Rom (Fides) - Die Zeugen und Bekenner des Glaubens an Christus seien immer dazu aufgerufen, in ihrer Zeit zu leben, "das Leben der anderen zu teilen“ und „an Freud und Leid der Welt Anteil zu haben“. Und auch der Kontakt mit Menschen und Umgebungen, die das Evangelium nicht kennen oder ablehnen, könne den Gläubigen helfen, auf dem Weg der Bekehrung voranzuschreiten und "den Glauben in seiner Wesentlichkeit neu zu entdecken". Daran erinnerte Papst Franziskus bei der heutigen Generalaudienz am Mittwoch, 8. November, und setzte damit die Reihe der Katechesen fort, die den Zeugen der Leidenschaft für die Verkündigung des Evangeliums gewidmet sind. Vor der auf dem Petersplatz versammelten Menge erinnerte der Papst an die ehrwürdigen Dienerin Gottes Madeleine Delbrêl vor, die ihre Liebe zu Christus bezeugte, indem sie mehr als dreißig Jahre lang in den armen Pariser Arbeitervierteln lebte, in einem von marxistischen Ideologien beherrschten Umfeld.
Die 1904 geborene Sozialarbeiterin, Schriftstellerin und Mystikerin wuchs in einem Frankreich auf, das von tiefgreifenden Prozessen der Entchristlichung geprägt war. Sie selbst verkündete in ihren ersten Schriften als junge Frau den "Tod Gottes". „Doch dann", so Papst Franziskus, "begegnet Madeleine als Zwanzigjährige dem Herrn, beeindruckt vom christlichen Zeugnis einiger Freunde". Sie habe erkannt, dass "diese 'innere Leere, die in ihrer Angst herausschrie', Gott war, der sie suchte". Und "die Freude des Glaubens ließ in ihr eine Entscheidung für ein Leben reifen, das ganz Gott gewidmet war, inmitten der Kirche und der Welt, indem sie im Geist der Geschwisterlichkeit das Leben der 'Menschen auf der Straße' teilt". Denn "wenn wir das Wort Gottes kennengelernt haben", schreibt die Dienerin Gottes in einer der von Papst Franziskus zitierten Schriften, "haben wir kein Recht, es nicht zu empfangen. Wenn wir es empfangen haben, haben wir kein Recht, es nicht in uns Fleisch werden zu lassen; wenn es in uns Fleisch geworden ist, haben wir kein Recht, es für uns zu behalten: von diesem Augenblick an gehören wir nämlich all denen, die auf dieses Wort warten“.

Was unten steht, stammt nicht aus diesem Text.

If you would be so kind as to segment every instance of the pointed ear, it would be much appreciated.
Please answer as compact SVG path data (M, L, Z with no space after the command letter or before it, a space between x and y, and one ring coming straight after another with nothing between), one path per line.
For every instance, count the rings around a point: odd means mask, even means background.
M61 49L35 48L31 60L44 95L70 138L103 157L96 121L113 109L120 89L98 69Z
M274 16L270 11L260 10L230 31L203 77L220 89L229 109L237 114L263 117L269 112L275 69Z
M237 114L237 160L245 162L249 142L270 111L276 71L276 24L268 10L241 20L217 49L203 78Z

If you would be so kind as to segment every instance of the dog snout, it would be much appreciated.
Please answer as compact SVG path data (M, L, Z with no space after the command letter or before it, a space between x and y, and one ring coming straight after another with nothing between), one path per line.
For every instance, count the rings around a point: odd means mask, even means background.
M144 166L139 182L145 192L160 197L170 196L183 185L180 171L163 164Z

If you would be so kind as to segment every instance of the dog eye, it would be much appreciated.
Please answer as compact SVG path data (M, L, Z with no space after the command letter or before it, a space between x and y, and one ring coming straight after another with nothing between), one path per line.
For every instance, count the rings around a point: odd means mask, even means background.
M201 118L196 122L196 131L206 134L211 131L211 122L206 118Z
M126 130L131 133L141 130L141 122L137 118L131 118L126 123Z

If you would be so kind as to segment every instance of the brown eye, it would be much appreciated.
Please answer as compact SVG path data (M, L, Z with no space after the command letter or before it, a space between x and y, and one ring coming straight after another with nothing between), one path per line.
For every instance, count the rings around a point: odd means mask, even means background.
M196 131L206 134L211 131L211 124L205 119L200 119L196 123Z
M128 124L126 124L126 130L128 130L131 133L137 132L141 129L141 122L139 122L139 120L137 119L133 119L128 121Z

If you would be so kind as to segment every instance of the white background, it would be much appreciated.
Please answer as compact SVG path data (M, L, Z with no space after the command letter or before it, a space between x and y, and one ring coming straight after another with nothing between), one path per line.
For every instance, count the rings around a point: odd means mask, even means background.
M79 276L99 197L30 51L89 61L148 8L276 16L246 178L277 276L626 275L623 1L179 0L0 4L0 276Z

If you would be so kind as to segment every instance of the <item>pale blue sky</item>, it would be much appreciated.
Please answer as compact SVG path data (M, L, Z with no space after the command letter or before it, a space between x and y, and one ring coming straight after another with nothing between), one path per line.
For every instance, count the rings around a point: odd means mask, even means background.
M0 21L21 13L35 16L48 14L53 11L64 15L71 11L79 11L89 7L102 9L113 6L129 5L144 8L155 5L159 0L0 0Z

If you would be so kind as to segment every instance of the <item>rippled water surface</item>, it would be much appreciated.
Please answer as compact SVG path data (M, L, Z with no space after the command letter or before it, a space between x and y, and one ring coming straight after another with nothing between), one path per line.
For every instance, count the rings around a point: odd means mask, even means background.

Eine andere Passage der französischen Dienerin Gottes, die von Papst Franziskus aufgegriffen wurde, spielte auf das an, was sie selbst die "Fahrrad-Spiritualität" nannte: "Um mit Dir auf Deinem Weg zu sein", schrieb Madeleine poetisch an Jesus, "müssen wir hinausgehen, auch wenn uns unsere Faulheit zum Bleiben bewegen will. Du hast uns dazu auserwählt, in einem seltsamen Gleichgewicht zu sein: einem Gleichgewicht, das nur in der Bewegung, mit Elan, hergestellt und erhalten werden kann. Ein bisschen wie ein Fahrrad, das nicht von selbst stehen kann und umfällt, wenn es nicht in Bewegung ist [...] Und auch wir können nur aufrecht stehen, wenn wir uns vorwärtsgehen, uns bewegen, angetrieben vom Elan der Nächstenliebe".
Dieser Elan der Nächstenliebe führte Madeleine dazu, ihr Leben inmitten der Armen und der Arbeiter zu leben, in einem Umfeld, das jede Verbindung mit der Kirche und dem Christentum verloren zu haben schien. Madeleine habe immer ein offenes Herz gehabt und sich vom Schrei der Armen herausfordern lassen. „Sie“ - so Papst Franziskus - "spürte, dass der lebendige Gott des Evangeliums in uns ‚brennen‘ sollte, bis wir seinen Namen zu denen getragen haben, die ihn noch nicht gefunden haben".
Madeleine Delbrêl habe uns mit ihrer Erfahrung gelehrt, so der Bischof von Rom im letzten Teil seiner Katechese, „dass wir selbst evangelisiert werden, wenn wir evangelisieren. Deshalb sagte sie in Anlehnung an den heiligen Paulus: 'Wehe mir, wenn mich das Evangelisieren nicht selbst evangelisiert'".